The whipping wind prevented Kingsley and Ginny from carrying on any conversation during the broom ride, which was just fine with Ginny. She felt more like sulking and seething than talking about the weather or what she planned on doing after Hogwarts. She would only be terse and rude to him anyhow then she'd feel guilty and be forced to apologize. It wasn't his fault she was being shipped off to Hogwarts.
It was entirely her mother's fault. Ginny wanted to be angry at her as well. And she was, a lot. But part of her knew her mum was trying to protect her. That was what mothers did, after all. Mostly she felt guilty for needing to be protected, for doing such foolish things in her first year, and for being the one that couldn't be trusted to take care of herself. It was embarrassing.
Ginny felt warm, as though the skin all over her body was aflame. She imagined her whole body turning red, blushing from head to foot. She hoped Kinsley hadn't noticed. She looked down at her hands, and that was when the world fell out from underneath her.

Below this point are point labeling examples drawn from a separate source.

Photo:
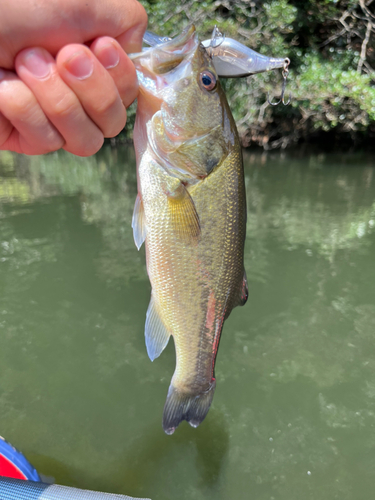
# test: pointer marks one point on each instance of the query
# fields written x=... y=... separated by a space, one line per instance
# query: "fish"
x=190 y=212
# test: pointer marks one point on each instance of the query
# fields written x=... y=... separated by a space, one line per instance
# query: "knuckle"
x=65 y=107
x=107 y=104
x=90 y=147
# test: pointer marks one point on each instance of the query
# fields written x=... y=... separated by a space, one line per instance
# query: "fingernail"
x=109 y=56
x=35 y=62
x=80 y=65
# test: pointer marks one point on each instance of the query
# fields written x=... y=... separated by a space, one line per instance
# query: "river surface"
x=293 y=415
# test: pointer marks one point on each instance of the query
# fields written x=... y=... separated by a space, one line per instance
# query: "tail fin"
x=180 y=406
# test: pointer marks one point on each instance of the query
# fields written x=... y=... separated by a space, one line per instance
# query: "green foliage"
x=331 y=45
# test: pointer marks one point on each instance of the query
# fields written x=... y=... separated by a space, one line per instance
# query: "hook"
x=282 y=96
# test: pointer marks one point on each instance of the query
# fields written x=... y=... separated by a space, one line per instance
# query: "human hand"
x=71 y=103
x=44 y=106
x=54 y=24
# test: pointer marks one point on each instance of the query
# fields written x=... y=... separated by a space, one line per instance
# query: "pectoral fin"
x=183 y=214
x=243 y=293
x=138 y=222
x=241 y=297
x=156 y=334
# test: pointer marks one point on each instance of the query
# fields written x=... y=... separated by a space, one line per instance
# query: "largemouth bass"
x=191 y=213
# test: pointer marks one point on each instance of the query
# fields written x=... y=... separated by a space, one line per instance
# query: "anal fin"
x=156 y=334
x=138 y=222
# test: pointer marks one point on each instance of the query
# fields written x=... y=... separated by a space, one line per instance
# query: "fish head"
x=189 y=118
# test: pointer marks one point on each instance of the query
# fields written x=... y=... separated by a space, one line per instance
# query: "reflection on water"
x=294 y=411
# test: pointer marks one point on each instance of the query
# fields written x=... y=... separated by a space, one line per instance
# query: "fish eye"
x=208 y=80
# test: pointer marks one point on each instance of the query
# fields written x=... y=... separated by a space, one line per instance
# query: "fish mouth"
x=166 y=63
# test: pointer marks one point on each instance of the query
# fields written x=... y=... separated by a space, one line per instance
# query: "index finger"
x=60 y=23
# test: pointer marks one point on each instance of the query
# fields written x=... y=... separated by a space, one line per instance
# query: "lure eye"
x=208 y=80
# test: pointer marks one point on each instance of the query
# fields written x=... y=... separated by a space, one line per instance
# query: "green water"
x=294 y=410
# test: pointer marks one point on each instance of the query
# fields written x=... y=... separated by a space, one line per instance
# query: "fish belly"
x=196 y=283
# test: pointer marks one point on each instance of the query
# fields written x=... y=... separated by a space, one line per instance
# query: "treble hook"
x=282 y=96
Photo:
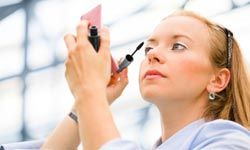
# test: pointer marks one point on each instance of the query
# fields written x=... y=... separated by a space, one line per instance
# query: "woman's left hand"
x=87 y=70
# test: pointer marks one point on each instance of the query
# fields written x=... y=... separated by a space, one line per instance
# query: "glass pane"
x=48 y=99
x=8 y=2
x=11 y=58
x=10 y=106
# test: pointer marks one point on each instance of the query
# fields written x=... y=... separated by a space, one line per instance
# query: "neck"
x=175 y=117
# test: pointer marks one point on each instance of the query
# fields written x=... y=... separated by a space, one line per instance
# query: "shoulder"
x=222 y=134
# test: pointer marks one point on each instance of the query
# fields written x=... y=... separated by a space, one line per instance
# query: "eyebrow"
x=176 y=36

For one brief, sickening moment, she hung in the air, realizing that the heat around her was not coming from her own body. Then she fell. Her stomach stayed above her, where it had been comfortably riding along to Hogwarts, while the rest of her body plummeted toward the earth. This time the wind whipped powerfully around her, throwing her hair and clothing up. Through the roar, she heard Kingsley, who was mercifully trained for emergency situations, shout something she didn't understand. She knew, through some bizarre sixth sense, that he was falling as well and for the first time was glad that he was with her.

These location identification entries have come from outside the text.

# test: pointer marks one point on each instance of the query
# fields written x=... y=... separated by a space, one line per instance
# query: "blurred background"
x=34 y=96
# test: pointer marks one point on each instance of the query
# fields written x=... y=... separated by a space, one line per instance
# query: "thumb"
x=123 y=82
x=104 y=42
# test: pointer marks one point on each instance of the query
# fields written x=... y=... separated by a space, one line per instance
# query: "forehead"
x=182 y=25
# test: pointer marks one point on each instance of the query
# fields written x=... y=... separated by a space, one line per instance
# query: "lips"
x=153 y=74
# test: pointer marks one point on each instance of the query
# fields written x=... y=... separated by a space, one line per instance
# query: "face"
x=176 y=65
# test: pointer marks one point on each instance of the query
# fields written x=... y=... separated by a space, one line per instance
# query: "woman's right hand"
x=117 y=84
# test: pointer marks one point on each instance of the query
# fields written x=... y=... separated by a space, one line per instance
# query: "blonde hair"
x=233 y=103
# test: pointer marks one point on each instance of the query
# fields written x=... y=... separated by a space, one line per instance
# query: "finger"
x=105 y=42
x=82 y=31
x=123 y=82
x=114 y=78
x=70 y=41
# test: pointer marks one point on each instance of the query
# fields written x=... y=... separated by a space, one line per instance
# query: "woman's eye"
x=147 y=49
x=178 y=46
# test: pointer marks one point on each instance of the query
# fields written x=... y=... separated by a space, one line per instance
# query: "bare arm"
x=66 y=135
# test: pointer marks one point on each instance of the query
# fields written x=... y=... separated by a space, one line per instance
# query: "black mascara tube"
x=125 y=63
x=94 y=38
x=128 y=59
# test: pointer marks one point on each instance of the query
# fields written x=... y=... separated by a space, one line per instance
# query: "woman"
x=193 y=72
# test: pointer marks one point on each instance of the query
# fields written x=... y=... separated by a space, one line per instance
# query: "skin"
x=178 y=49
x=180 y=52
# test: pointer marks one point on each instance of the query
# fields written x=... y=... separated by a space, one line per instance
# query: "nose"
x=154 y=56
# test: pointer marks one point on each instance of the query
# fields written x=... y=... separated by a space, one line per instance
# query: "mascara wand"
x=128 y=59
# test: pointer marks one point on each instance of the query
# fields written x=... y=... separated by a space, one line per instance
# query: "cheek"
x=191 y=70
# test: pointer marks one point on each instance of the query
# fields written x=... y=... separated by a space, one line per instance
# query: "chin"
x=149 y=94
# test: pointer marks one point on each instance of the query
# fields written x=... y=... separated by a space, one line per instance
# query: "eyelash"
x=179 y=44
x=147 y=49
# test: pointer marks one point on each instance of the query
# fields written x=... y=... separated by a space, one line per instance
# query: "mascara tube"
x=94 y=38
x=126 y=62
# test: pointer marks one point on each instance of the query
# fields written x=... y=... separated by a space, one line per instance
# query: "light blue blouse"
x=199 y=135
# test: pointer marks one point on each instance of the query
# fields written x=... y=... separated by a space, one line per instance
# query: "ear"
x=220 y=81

That was her last thought before she hit the ground.
Ginny woke up to pounding. Falling from the sky was not easy business. It hurt. She felt like several of her limbs would never be the same. Her head ached something fierce and she felt like the ground was quaking beneath her. It wasn't until she looked up, and found herself face to – er – hoof with a very angry looking centaur that she realized the pounding had not, in fact, been in her head.
"Speak!" the angry half-man demanded.
"Something attacked us," Ginny warbled, "We fell."
"Not you, foal!" It shouted.
She bristled. She didn't like being yelled at and she certainly didn't like being called a foal. She rubbed her bruised legs and grumbled about adding insult to injury while Kingsley spoke on their behalf.
"It was as she said," Kingsley answered, with as much politeness as possible given how sore he was, "I was escorting Miss Weasley," he gestured to Ginny, "to Hogwarts where she would be safe under Dumbledore's watch."
The centaur roared incoherently and reared up on its hind legs. It was an imposing sight.
Ginny really wished he hadn't mentioned Dumbledore's name. Of course, she hadn't had time to tell him that the centaurs were enraged at Dumbledore for hiring Firenze as the Divination professor or that they had nearly killed a woman in this very forest only a few weeks ago, when Hermione had brought Professor Umbridge here.
"I suppose you work for the Ministry of Magic as well!" the centaur raged.
Realizing he had said something wrong, Kingsley only nodded, fear in his eyes but trying not to let it show, "I do."
"This is our forest!" he cried. "Any human who sets foot on our land has forfeited his life!"
Ginny had never met someone so angry. The only centaur she had encountered previous was Firenze, who was no doubt the reason for this centaur's rage. Firenze wasn't like him at all. He was smart, very rational, but he was also preoccupied sometimes even dreamy in his manner. He never seemed like the type of creature that would hurt anyone. She had no doubt that this centaur was capable of horrible things. She turned to search for her broom, silently begging for a way out of the forest and away from the angry centaur. But she found it difficult to locate a stick of wood in such a large forest.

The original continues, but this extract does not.